Saturday, January 9, 2010

Actuary Report, Round II

The Actuary of CMS (Medicare and Medicaid) has released a revised report on the expected impact of the Senate bill should it become law. Similar to the last one, projecting an increase of $222 Billion in total health spending over the period 2010-19 (they estimated ~+$240 Billion in early December, but I can't lay my hands on the original report this second). It is important to keep in mind that the default spending over this period if reform is defeated will be $35 Trillion, $260 Billion.

Let me say that again: if we do nothing, the actuary says total health spending from 2010-19 will be $35 Trillion, 260 Billion.

The actuary is saying if the Senate bill became law, spending over the same time period will be $35 Trillion, 482 Billion, and 36 Million people will be insured in 2019 who will be uninsured if the bill doesn't become law.

The report notes that there are some aspects of the bill that will have the effect of slowing the rate of spending growth: the Independent Medicare Advisory Commission; the tax on high cost insurance policies; and very small reductions from increased use of comparative effectiveness research. There are other policy aspects that many think will slow growth in the first decade that are credited with no savings here, just as with CBO. They both take fairly conservative perspectives, which is fair enough. But, these changes are more than offset in the first 10 years by newly insured folks and folks with better insurance.

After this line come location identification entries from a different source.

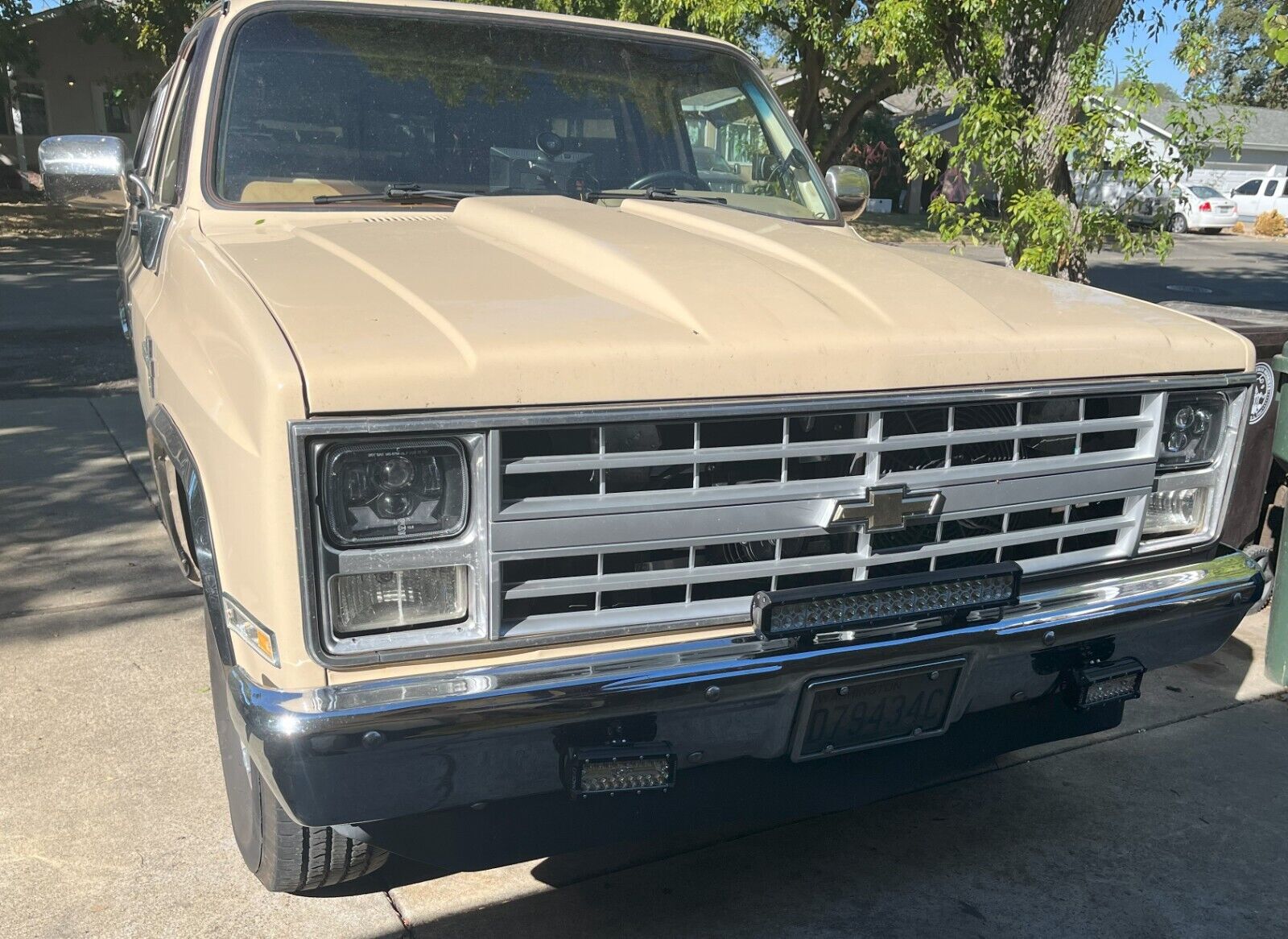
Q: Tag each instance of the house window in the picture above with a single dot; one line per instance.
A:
(31, 105)
(116, 112)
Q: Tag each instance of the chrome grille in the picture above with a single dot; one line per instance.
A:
(650, 523)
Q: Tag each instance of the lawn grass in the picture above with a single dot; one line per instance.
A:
(29, 215)
(893, 228)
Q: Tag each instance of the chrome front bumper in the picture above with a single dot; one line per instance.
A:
(360, 752)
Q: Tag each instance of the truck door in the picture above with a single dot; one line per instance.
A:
(1266, 200)
(1246, 199)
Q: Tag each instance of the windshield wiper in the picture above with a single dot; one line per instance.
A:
(399, 192)
(657, 193)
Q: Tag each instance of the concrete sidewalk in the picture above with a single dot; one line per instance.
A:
(113, 821)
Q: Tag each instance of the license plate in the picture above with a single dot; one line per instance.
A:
(840, 715)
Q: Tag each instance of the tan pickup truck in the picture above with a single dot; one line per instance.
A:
(544, 492)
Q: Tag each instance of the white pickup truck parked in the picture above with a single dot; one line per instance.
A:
(1261, 195)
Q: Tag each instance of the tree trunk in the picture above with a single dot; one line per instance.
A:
(1046, 81)
(841, 134)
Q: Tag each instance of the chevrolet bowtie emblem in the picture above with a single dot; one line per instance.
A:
(886, 509)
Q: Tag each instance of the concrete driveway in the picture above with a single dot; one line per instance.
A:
(113, 820)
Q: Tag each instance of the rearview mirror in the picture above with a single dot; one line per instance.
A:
(852, 188)
(85, 170)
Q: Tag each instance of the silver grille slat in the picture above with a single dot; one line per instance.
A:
(559, 519)
(562, 464)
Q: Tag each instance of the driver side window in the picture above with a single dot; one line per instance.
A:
(171, 151)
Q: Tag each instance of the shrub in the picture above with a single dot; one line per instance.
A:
(1272, 223)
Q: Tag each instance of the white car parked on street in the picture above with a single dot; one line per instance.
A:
(1261, 195)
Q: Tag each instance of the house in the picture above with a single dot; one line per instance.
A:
(1265, 147)
(79, 86)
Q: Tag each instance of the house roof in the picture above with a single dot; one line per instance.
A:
(1265, 128)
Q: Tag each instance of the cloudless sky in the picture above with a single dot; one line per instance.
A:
(1158, 52)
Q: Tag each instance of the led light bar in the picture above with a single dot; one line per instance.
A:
(886, 599)
(620, 768)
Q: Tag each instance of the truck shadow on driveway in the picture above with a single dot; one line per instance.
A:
(79, 527)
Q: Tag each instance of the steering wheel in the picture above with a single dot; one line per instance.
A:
(656, 180)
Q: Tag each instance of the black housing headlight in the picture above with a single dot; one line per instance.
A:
(394, 491)
(1191, 433)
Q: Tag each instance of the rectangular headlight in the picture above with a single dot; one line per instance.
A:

If the Senate bill became law and that was it, it won't be much of a cost slowing victory. The provisions of the Senate bill are a first step that give us a chance to begin addressing cost inflation in a meaningful manner over the long term (next 30-40 years). One of the side benefits and realities of passing reform is that the health system will be in play. I would expect every Congress for the next 5 to pass tweaks or changes (or who knows, maybe the Republicans will take both Houses in 2010 and repeal it all, and then what?) and that is needed and necessary because this is an imperfect bill. But, it is far preferable to the status quo. That is in the easy call category for me.

The most interesting difference between the actuary and the CBO is that the CBO says 31 Million people will be covered in 2019 who will otherwise be uninsured. The Actuary report puts this number at 36 Million , which is quite a big difference. They seem to be showing more uptake of private coverage which is essentially saying they expect the individual mandate to be more effective than CBO does.

Also, note that the Actuary is focused on spending and not revenue/deficits. CBOs bottm line focus is the effect of proposed legislation on the deficit, while the Actuary is focused on total spending.

As I said in this column, you can address coverage without cost, but you can't hope to fundamentally address cost so long as you have systematic uninsurance with people still receiving care. The Senate bill has more on cost control than say, the Massachusetts plan had (which was pretty much straight coverage expansion) but it is not enough. Our nation will have to pay ruthless attention to cost inflation for the rest of my life if we are to achieve fiscal sanity. The Senate bill is a step in this direction. A first one, not the last one (by a long shot).